Marvel’s Spider-Man não se faz só de personagens humanas. A cidade de Nova Iorque é uma personagem por si só e a sua apresentação ajuda a criar a atmosfera do jogo e a conciliar quase todos os aspetos visuais.

Apesar de não existirem ciclos de dia e noite ou alterações atmosféricas em tempo real (estando tudo isto diretamente ligado aos diferentes pontos da história), Nova Iorque apresenta-se com uma vida própria. Não é apenas um mapa para percorrer ruas ao ir de ponto A ao ponto B como na maioria dos jogos; é um mapa com verticalidade, com altura, com verdadeiros arranha-céus.

Com uma dimensão incrível, esta versão digital da Ilha de Manhattan é capaz de enganar quem nunca a visitou ou não conhece, fazendo-nos acreditar que é uma reprodução à escala 1:1 da cidade real.

Dividida por diferentes distritos, todos eles têm uma atmosfera própria, com diferentes tipos de arquitetura e marcos de referência bastante reconhecidos. É fácil perdermo-nos no detalhe e na quantidade de detalhe existente em cada edifício que parece mesmo único.

Claro que a navegação pela cidade num jogo destes não é feita por transporte (ainda que seja possível levar o Homem-Aranha até ao metro para viagens rápidas entre pontos), mas sim com o recurso às teias do nosso herói.

A jogabilidade de Marvel’s Spider-Man é simplesmente deliciosa. É muito fácil de se jogar e torna-se extremamente viciante quando temos a personagem com algumas habilidades que permitem uma fluidez de controlo maior.

Fluidez é mesmo a palavra-chave. Os controlos em conjunto com as fantásticas animações tornam os momentos de navegação, ação ou perseguição em autênticos bailados. Não há nada mais satisfatório do que balançar entre arranha-céus num final de tarde com a excelente banda sonora de fundo que lembra a banda sonora da trilogia de Spider-Man de Sam Raimi.

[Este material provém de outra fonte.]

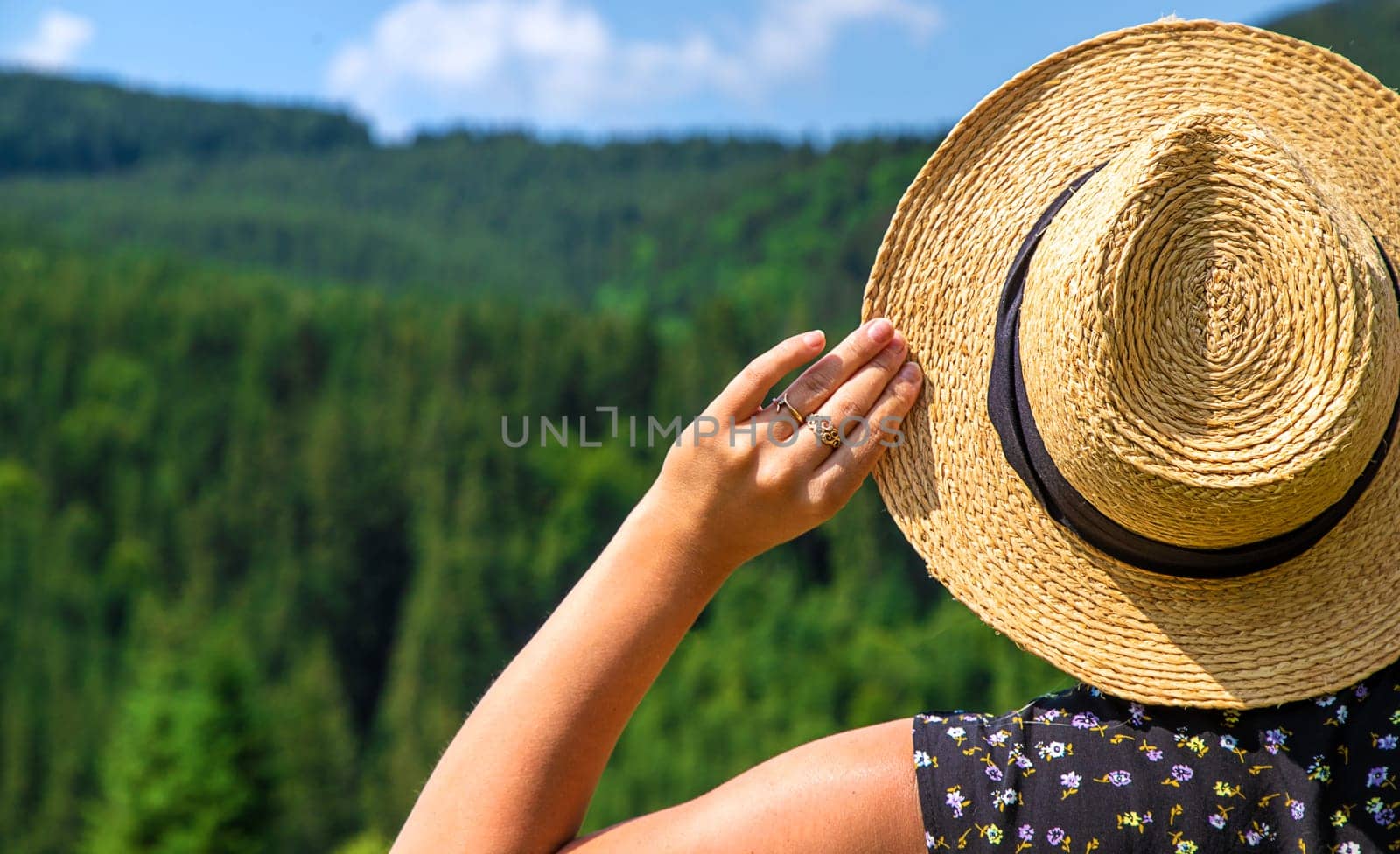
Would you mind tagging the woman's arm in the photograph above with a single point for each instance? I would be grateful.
(522, 769)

Da mesma forma que a atualização das habilidades ajuda a mestria da navegação, também no combate se faz sentir. E muito. Ao nosso dispor vamos ter três árvores de habilidades que temos que ir desbloqueando à medida que avançamos na história, onde podemos escolher que tipo de jogabilidade é que queremos dar uso, seja ataque, defesa ou técnica.

Juntamente com os gadgets e poderes associados aos diferentes fatos (que são muitos e que também vamos desbloqueando ao longo do jogo), o nosso Homem-Aranha não só fica mais forte, como passa a ser possível optar por diferentes estratégias de abordar as situações, como entrar a matar ou ser mais furtivo. Porém, é em confrontos com os vilões que tudo isto é posto à prova, permitindo ao jogador o uso de todas as armas ao seu dispor para superar esses desafios.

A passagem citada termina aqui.